As predicted by The American Legion, sending patients off VA campuses to community providers absent well-crafted contracts such as those used for Project ARCH and PC3 has led to inadequate compliance by local physicians to return treatment records to VA following care provided by Choice. When the Choice legislation was being developed, The American Legion insisted that any doctor treating a referred veteran have access to the veteran’s medical records so that doctors would have a complete history of the veteran’s medical history and be able to provide a diagnosis based on a holistic understanding of the patients medical profile.  This is important for a litany of reasons, not the least of which includes the risk of harmful drug interaction, possible overmedication, and a better understanding of the patients previous military history – all important factors in wellness.

Also, The American Legion was adamant that any treating physician contracted through Choice had a responsibility to return treatment records to be included in the patients VA medical file so that VA could maintain a complete and up-to-date medical record on their patients.  We believed that safeguarding of the veterans medical records was so important, that we helped craft a provision that was included in the language that prevented VA from paying physicians until they turned over the treatment records to VA.  Sadly The American Legion was forced to acquiesce our position in favor of paying doctors whether they turned over the medical records or not, because doctors weren’t sending the records – it just wasn’t that important to them, and when VA refused to pay, they blamed VA for not paying them, ultimately billing the veterans and refusing to see any more VA-referred patients until they got paid.  Since it was more important that veterans had access to sufficient medical care and not have their credit damaged, The American Legion supported repealing the current provision.

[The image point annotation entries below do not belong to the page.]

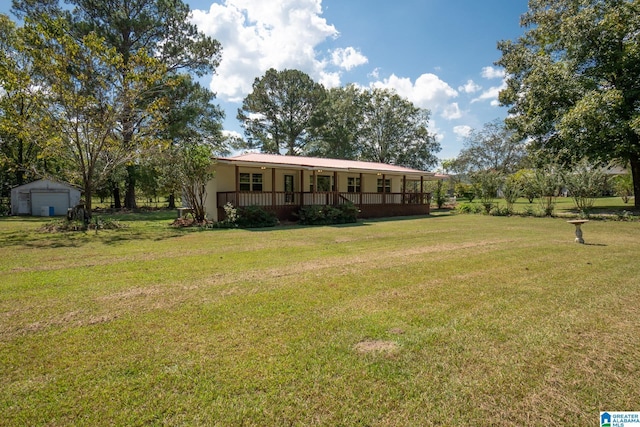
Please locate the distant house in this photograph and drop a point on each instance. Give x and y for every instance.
(283, 184)
(43, 198)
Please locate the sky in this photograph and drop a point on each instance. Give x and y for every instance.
(439, 54)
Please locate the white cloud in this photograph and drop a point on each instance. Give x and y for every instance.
(470, 87)
(492, 73)
(428, 91)
(491, 94)
(462, 131)
(280, 34)
(348, 58)
(435, 131)
(452, 111)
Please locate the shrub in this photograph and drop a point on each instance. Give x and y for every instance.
(255, 217)
(584, 183)
(486, 184)
(623, 186)
(511, 190)
(326, 215)
(468, 208)
(230, 217)
(465, 191)
(499, 211)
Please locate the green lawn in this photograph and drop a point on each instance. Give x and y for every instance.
(442, 320)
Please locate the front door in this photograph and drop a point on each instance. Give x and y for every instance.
(288, 188)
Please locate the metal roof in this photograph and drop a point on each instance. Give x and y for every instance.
(317, 163)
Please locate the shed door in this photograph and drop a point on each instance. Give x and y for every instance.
(58, 199)
(24, 203)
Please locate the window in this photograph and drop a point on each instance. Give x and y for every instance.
(256, 180)
(386, 188)
(250, 182)
(245, 182)
(324, 183)
(353, 184)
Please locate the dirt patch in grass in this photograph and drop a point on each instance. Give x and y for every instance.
(376, 346)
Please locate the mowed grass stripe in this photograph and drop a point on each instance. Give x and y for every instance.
(489, 317)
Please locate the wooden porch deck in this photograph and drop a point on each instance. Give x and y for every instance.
(371, 205)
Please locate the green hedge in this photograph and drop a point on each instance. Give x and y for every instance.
(326, 215)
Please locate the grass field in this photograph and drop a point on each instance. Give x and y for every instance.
(441, 320)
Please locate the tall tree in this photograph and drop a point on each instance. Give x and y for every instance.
(395, 131)
(277, 114)
(79, 121)
(20, 106)
(154, 29)
(574, 80)
(337, 124)
(493, 147)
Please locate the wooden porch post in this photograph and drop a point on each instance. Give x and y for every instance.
(273, 187)
(335, 187)
(361, 185)
(404, 189)
(301, 187)
(237, 186)
(384, 189)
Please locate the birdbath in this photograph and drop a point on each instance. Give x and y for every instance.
(578, 223)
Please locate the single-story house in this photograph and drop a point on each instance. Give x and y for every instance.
(43, 198)
(283, 184)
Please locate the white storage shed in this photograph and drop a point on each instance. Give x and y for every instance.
(43, 198)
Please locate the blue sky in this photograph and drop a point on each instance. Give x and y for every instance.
(437, 53)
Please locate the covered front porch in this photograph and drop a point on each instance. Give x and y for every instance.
(378, 190)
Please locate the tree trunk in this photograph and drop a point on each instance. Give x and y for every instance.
(88, 194)
(130, 194)
(116, 197)
(635, 173)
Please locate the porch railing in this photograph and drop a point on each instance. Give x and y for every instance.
(282, 198)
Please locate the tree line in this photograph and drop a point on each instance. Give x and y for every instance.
(106, 95)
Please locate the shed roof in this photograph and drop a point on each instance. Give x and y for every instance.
(46, 184)
(317, 163)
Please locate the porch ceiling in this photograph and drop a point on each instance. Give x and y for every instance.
(316, 163)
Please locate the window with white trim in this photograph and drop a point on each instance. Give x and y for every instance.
(250, 182)
(384, 186)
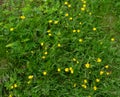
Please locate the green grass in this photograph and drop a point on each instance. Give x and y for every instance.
(54, 49)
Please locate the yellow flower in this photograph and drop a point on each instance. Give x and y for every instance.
(66, 69)
(66, 14)
(106, 66)
(55, 22)
(84, 5)
(50, 34)
(58, 69)
(99, 60)
(80, 23)
(22, 17)
(43, 57)
(15, 85)
(101, 72)
(74, 85)
(70, 18)
(95, 88)
(11, 29)
(50, 21)
(74, 30)
(107, 73)
(41, 43)
(97, 80)
(80, 40)
(69, 5)
(59, 45)
(112, 39)
(84, 86)
(66, 3)
(85, 81)
(87, 65)
(46, 53)
(44, 73)
(30, 77)
(82, 9)
(77, 62)
(78, 30)
(49, 31)
(94, 29)
(10, 95)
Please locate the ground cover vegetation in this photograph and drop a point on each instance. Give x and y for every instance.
(60, 48)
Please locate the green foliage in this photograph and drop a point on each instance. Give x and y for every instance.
(58, 48)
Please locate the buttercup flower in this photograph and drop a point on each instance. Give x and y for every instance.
(22, 17)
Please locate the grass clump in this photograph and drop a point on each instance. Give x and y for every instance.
(57, 49)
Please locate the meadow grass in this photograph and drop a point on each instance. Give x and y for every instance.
(60, 48)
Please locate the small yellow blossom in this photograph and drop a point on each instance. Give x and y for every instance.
(11, 29)
(46, 53)
(84, 86)
(66, 14)
(10, 95)
(50, 21)
(78, 30)
(106, 66)
(97, 80)
(59, 45)
(66, 69)
(77, 62)
(43, 57)
(74, 85)
(50, 34)
(55, 22)
(41, 43)
(70, 18)
(30, 77)
(74, 59)
(112, 39)
(49, 31)
(80, 23)
(87, 65)
(66, 3)
(69, 5)
(82, 9)
(15, 85)
(22, 17)
(95, 88)
(85, 81)
(80, 40)
(99, 60)
(44, 73)
(74, 30)
(58, 69)
(94, 29)
(84, 5)
(101, 72)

Chairman Roe, this, among other reasons including unsustainable cost, is why Choice is not the answer.  The equation is simple; a dramatic increase in cost is guaranteed to result in an increased financial burden to veterans using VA care which will include higher co-pays, premiums, deductions, and other out-of-pocket expenses currently suffered by non-VA healthcare programs. 

Mr. Chairman, Ranking Member Walz, and  other committee members, The American Legion thanks you for your time, and urges you to take serious action to make access to quality care across this nation a priority of the 115th Congress.